Na última sessão decidi levar um dos livrinhos que o Instituto Português do Livro e das Bibliotecas publicou e distribuiu um pouco por todo o país no Dia Mundial do Livro. Este tinha-o apanhado no Metro de Lisboa, por ocasião de uma formação que fui lá frequentar. Chamava-se “O Bichinho da Escrita”, e é do Rui Zink. A história fala numa espécie de vírus que assola a cidade onde vive o narrador; o vírus toma conta das pessoas, que logo desatam a escrever sem conseguir parar. Todos ficam viciados na escrita, menos o personagem central, que de repente descobre que só consegue ler. Num mundo onde todos são escritores, um leitor dificilmente conseguia passar despercebido, pelo que ele é obrigado a refugiar-se numa espécie de submundo, onde encontra alguns semelhantes, outros leitores, que formam uma espécie de comunidade clandestina. Achei a ideia engraçada e bem contada. Fez-me lembrar uma outra ficção. O “Fahrenheit 451”, uma assustadora alegoria do fascismo: num futuro não muito distante, um poder invisível mas omnipresente, dita a proibição da leitura.
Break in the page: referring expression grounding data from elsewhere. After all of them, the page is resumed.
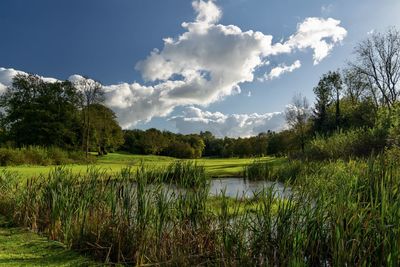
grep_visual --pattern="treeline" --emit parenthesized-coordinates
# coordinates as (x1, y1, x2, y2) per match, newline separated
(279, 27, 400, 160)
(0, 74, 123, 159)
(121, 129, 276, 158)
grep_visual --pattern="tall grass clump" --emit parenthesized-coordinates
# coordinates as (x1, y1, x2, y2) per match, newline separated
(243, 159, 302, 182)
(157, 160, 209, 188)
(243, 159, 272, 180)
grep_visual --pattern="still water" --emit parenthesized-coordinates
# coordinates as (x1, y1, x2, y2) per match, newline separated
(209, 178, 290, 198)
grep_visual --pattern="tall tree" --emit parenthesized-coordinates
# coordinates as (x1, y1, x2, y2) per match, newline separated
(313, 75, 333, 133)
(352, 28, 400, 107)
(313, 71, 342, 132)
(285, 94, 310, 153)
(342, 67, 371, 104)
(73, 77, 105, 157)
(88, 104, 124, 155)
(0, 74, 81, 148)
(329, 71, 343, 128)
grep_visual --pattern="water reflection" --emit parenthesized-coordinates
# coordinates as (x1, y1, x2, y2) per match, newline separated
(209, 178, 290, 198)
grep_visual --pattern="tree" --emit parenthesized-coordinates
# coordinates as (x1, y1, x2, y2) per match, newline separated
(143, 128, 168, 155)
(200, 131, 224, 157)
(313, 75, 333, 133)
(342, 67, 372, 104)
(313, 71, 342, 133)
(0, 74, 81, 148)
(187, 135, 205, 158)
(285, 94, 310, 153)
(352, 28, 400, 108)
(329, 71, 343, 128)
(73, 77, 105, 157)
(88, 104, 124, 155)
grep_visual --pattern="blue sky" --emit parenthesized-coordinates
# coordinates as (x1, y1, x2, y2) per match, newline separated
(1, 0, 399, 136)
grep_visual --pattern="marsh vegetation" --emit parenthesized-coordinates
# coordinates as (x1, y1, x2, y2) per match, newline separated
(0, 156, 399, 266)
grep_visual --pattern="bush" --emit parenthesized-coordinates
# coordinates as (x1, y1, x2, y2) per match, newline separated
(0, 146, 92, 166)
(305, 128, 386, 160)
(0, 148, 25, 165)
(164, 142, 196, 159)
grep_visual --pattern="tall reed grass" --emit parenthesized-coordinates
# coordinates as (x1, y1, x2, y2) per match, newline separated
(243, 159, 302, 182)
(1, 158, 400, 266)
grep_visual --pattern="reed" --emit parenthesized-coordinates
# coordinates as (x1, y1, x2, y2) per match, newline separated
(1, 158, 400, 266)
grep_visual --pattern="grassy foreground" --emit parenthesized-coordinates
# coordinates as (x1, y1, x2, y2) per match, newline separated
(0, 216, 95, 266)
(0, 152, 283, 178)
(0, 155, 281, 266)
(2, 157, 400, 266)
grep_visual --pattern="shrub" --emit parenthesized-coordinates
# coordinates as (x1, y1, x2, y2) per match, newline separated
(0, 146, 92, 166)
(305, 128, 386, 160)
(0, 148, 25, 165)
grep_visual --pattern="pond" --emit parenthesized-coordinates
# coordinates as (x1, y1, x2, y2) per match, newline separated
(117, 177, 291, 199)
(209, 178, 291, 198)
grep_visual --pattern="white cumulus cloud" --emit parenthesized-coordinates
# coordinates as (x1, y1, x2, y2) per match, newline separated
(0, 0, 347, 130)
(170, 106, 286, 137)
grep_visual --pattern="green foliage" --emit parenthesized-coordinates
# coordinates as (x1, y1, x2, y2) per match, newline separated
(164, 141, 196, 158)
(0, 146, 93, 166)
(0, 74, 82, 149)
(122, 129, 206, 159)
(86, 104, 124, 155)
(376, 102, 400, 147)
(337, 97, 377, 129)
(305, 128, 386, 160)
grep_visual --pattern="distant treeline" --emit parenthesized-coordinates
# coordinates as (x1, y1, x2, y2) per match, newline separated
(121, 129, 279, 158)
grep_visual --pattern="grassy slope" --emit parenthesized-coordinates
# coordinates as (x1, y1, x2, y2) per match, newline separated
(1, 152, 284, 178)
(0, 216, 97, 266)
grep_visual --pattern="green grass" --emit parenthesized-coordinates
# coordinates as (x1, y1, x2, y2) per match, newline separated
(1, 152, 283, 178)
(0, 216, 96, 266)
Todos os livros são então queimados pelas novas brigadas de bombeiros, agora com a função de perseguir e queimar a palavra escrita. No final, conhecemos também uma comunidade de resistentes proscritos, os últimos guardiões das histórias encerradas nos livros queimados. Assim, assiste-se a uma espécie de regresso à tradição oral: cada indivíduo da comunidade tem na sua cabeça, memorizado, um determinado livro; este que passa é o “O Jogador”, do Dostoyevski, aquele lá ao fundo é “O Retrato de Dorian Gray”, do Óscar Wilde, and so on, and so on. Para quem não conhecer e estiver curioso, o livro é do Ray Bradbury, um dos mestres do género, e a belíssima adaptação ao cinema esteve a cargo do François Truffaut. Recomendo ambos vivamente.
Adiante. Decidi oferecer o tal livrinho do Rui Zink a uma formanda de olhos muito doces que, para não sair do ramalhete, vive uma vida miserável, divorciada após um matrimónio de que só guarda as mazelas físicas e psicológicas, e com dois filhos numa casa sem wc, como muitas por esta e outras cidades afora.
Hoje, na sessão seguinte, ela pergunta-me candidamente se o livro era para ela. Respondi-lhe que sim, embora a intenção inicial não fosse de facto essa. Os seus olhos brilhantes puseram-me KO, enquanto me confessava que, com livros assim, até tinha descoberto que fazia parte desse mundo, o dos leitores.
Devolveu-me, durante pelo menos mais um ano, a fé no trabalho.